Una ricerca di Ernst Gellhorn ha dimostrato che le componenti simpatiche e parasimpatiche del sistema nervoso autonomo (SNA) devono lavorare in alternanza al fine di mantenere in salute l’organismo. Quando quest’alternanza si perde si osserva mancanza di coordinazione a livello psicologico e disagio emozionale. Ciò si riflette sul piano emozionale dato che la persona non riesce più a riconoscere, esprimere e soprattuto regolare i propri stati emotivi, con la conseguente sensazione di agitazione, angoscia, congelamento, dolore somatico, ecc.
L’emozione è infatti il sistema risultante dall’interdipendenza degli elementi che lo costituiscono, ovvero pensieri, azioni e sensazioni: ogni disturbo emotivo, quindi, è segno di disconnessione tra questi tre livelli.
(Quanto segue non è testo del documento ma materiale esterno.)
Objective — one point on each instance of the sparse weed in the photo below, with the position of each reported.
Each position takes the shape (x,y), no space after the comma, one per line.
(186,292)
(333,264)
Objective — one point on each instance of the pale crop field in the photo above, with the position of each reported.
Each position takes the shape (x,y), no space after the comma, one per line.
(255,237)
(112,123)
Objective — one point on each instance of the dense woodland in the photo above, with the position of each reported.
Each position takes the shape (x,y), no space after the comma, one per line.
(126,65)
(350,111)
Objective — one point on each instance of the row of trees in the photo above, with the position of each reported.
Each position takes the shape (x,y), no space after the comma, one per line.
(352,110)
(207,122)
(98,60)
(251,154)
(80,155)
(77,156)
La componente sistemica del modello teorico biosistemico
Un contributo della teoria Sistemica è la nozione che i processi fisici e fisiologici sono dovuti alla interazione dei sottosistemi semi-autonomi. Ciò significa, a livello psicologico, che le sensazioni corporee, le emozioni, le funzioni cognitive, le funzioni percettive, l’immaginazione visiva, le espressioni non verbali, e così via, sono tutti sistemi funzionali che devono svilupparsi, ognuno a proprio modo.
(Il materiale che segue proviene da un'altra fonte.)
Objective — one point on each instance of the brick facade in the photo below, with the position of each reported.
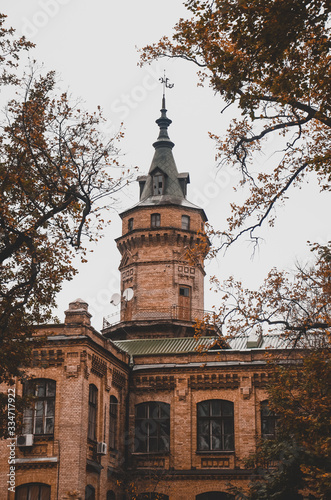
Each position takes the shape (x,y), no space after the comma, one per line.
(148,359)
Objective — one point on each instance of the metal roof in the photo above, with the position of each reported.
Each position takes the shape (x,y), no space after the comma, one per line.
(161,346)
(180,345)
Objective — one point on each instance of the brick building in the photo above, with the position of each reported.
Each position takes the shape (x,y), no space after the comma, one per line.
(137,411)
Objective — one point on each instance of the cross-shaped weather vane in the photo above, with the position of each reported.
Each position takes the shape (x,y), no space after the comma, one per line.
(166,85)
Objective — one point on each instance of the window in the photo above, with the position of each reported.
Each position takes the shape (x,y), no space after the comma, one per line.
(184,291)
(152,496)
(89,492)
(158,184)
(214,495)
(215,425)
(33,491)
(155,220)
(38,419)
(152,433)
(92,415)
(185,222)
(268,422)
(113,405)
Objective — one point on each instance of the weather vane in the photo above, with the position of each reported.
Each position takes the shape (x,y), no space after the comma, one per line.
(166,84)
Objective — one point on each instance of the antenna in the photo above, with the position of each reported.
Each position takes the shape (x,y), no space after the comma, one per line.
(115,299)
(128,294)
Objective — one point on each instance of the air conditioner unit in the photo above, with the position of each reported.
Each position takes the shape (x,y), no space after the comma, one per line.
(101,449)
(25,440)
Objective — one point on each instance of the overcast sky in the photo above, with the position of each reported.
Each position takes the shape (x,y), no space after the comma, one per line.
(92,46)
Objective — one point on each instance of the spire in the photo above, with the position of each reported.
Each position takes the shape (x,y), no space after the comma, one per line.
(163,122)
(163,184)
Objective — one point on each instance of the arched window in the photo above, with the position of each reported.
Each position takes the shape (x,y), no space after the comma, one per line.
(155,220)
(152,429)
(33,491)
(268,421)
(215,425)
(185,222)
(92,415)
(158,184)
(214,495)
(113,411)
(152,496)
(89,492)
(38,419)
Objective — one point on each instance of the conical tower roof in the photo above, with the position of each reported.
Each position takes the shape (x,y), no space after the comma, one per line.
(163,163)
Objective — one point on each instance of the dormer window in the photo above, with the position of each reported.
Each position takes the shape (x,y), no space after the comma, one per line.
(185,222)
(155,220)
(158,184)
Il disagio, la sofferenza o la patologia vera e propria sono frutto della mancanza di regolazione dei sottosistemi: compito del terapeuta è quindi quello di ricostruire le connessioni tra i sottosistemi, coinvolgendoli e utilizzandoli. Nel processo terapeutico si lavora per portare tutti i sottosistemi ad un’interazione funzionale affinchè ci sia un completo sviluppo mente-corpo della persona. Si fa in modo che tutti i materiali clinici siano sempre in co-evoluzione sincronica: affinchè la mobilizzazione corporea sia coerente con la capacità cognitiva di comprensione, e affinche’ il tutto sia sempre vissuto all’interno di una relazione terapeutica sicura. Occorre quindi una grande cura dell’atmosfera relazionale, per il fatto che le condizioni di sicurezza sono il fattore terapeutico da cui non possiamo prescindere.
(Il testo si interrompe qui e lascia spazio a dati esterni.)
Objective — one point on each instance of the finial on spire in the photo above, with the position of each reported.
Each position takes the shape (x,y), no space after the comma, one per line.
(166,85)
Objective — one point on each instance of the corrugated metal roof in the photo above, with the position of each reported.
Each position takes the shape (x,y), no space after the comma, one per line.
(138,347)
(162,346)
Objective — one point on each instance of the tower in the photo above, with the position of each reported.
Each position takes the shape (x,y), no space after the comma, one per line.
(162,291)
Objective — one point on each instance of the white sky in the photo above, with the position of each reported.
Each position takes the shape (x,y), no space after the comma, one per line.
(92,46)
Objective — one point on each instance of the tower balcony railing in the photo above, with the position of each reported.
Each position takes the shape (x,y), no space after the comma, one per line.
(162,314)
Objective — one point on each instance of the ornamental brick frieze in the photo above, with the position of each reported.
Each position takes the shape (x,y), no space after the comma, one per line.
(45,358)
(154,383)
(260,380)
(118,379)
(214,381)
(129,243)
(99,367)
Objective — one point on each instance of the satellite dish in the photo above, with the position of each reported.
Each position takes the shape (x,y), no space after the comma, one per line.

Campi di intervento della terapia biosistemica
Con la terapia biosistemica è così possibile riflettere ed intervenire non solo sui processi individuali ma anche su livelli più complessi, come le relazioni familiari, o quelle professionali, fino a trattare questioni riguardanti gruppi, comunità e organizzazioni.
Questo è un aspetto originale del modello: l’approccio biosistemico consente infatti di intervenire in contesti di coppia e di gruppo con un modello psicocorporeo che permette di leggere la maggiore complessità dei fenomeni relazionali e di organizzazione, con strumenti che connettono gli elementi verbali allo scenario globale fatto di movimenti, posture e vissuti corporei.